Similarly to Chief Master Marsh, Master Dagnall highlighted that mitigation and management of risk is something which each party should consider for itself.  Whilst the Landlords’ policies included cover for loss of rent caused by the pandemic regardless of any physical damage, it still was not clear in what sense (if any) rent was lost under the Leases. The rent cesser clauses did require physical damage or destruction to suspend the Tenants’ rent obligations; without it they could not argue that the Landlords should claim under insurance for rents they squarely owe.

The Tenants raised a further argument by implication: that by contributing to the insurance obtained by the Landlords, the Landlords had to ensure that the Tenants could rely on cover for losses suffered upon closure of the Premises because of COVID – the very risk the Landlords had elected to obtain extra insurance for. Again, the Court was not convinced that the Tenants could show either (or both) obviousness or necessity for business efficacy for such a term to be implied, and the arguments failed.

  1. Did the national lockdowns temporarily frustrate the Leases, so as to treat them as suspended or terminated?

No.

Whilst none of the Tenants contended that the leases had been (entirely) frustrated by COVID and the COVID regulations, an argument was raised that there had been a ‘temporary frustration’ during the national lockdowns, resulting in rents not being payable during this time. Whilst somewhat novel in comparison to the arguments advanced in the TFS Stores case, Master Dagnall found that there was no such thing as a ‘temporary frustration’ in law which could lead to a suspension of contractual obligations for a period of time only.

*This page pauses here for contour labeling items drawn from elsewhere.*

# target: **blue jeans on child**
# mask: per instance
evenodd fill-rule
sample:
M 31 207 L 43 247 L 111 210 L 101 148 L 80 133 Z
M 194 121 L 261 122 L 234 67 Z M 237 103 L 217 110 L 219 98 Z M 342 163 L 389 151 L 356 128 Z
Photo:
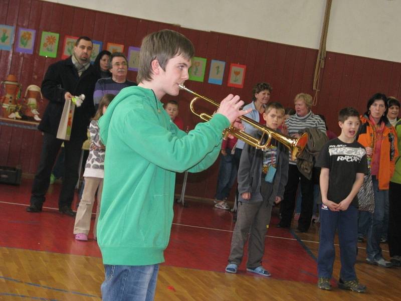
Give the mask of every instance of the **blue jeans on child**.
M 158 264 L 104 265 L 105 279 L 101 286 L 104 301 L 152 301 Z
M 220 156 L 220 165 L 217 178 L 216 198 L 223 201 L 228 197 L 231 188 L 234 184 L 238 167 L 234 155 L 231 154 L 231 149 L 226 149 L 226 156 Z
M 381 190 L 378 188 L 378 181 L 372 176 L 374 194 L 374 212 L 371 214 L 372 222 L 367 228 L 366 256 L 369 260 L 378 260 L 383 258 L 380 240 L 383 233 L 384 211 L 386 202 L 388 202 L 388 190 Z
M 328 207 L 322 207 L 320 209 L 320 242 L 317 259 L 318 276 L 331 278 L 335 257 L 334 236 L 337 230 L 341 262 L 340 277 L 344 281 L 355 280 L 358 209 L 352 205 L 344 211 L 332 211 Z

Whilst many authorities were cited and recognised to support a contention that a contract may in effect be frustrated altogether if an obligation is suspended for long enough (for example due to illegality), the judge distinguished the instant case on the basis of the practical effects of the closure: the Leases all had in excess of a year left to run, with security of tenure under the 1954 Act. Both frustration and suspension arguments therefore failed.

It will be challenging to argue that Master Dagnall left any stones unturned in this judgment.  The reasoning and engagement with the submissions was forensic, running to over 100 pages.

It is not yet known whether any of the Tenants will seek to appeal.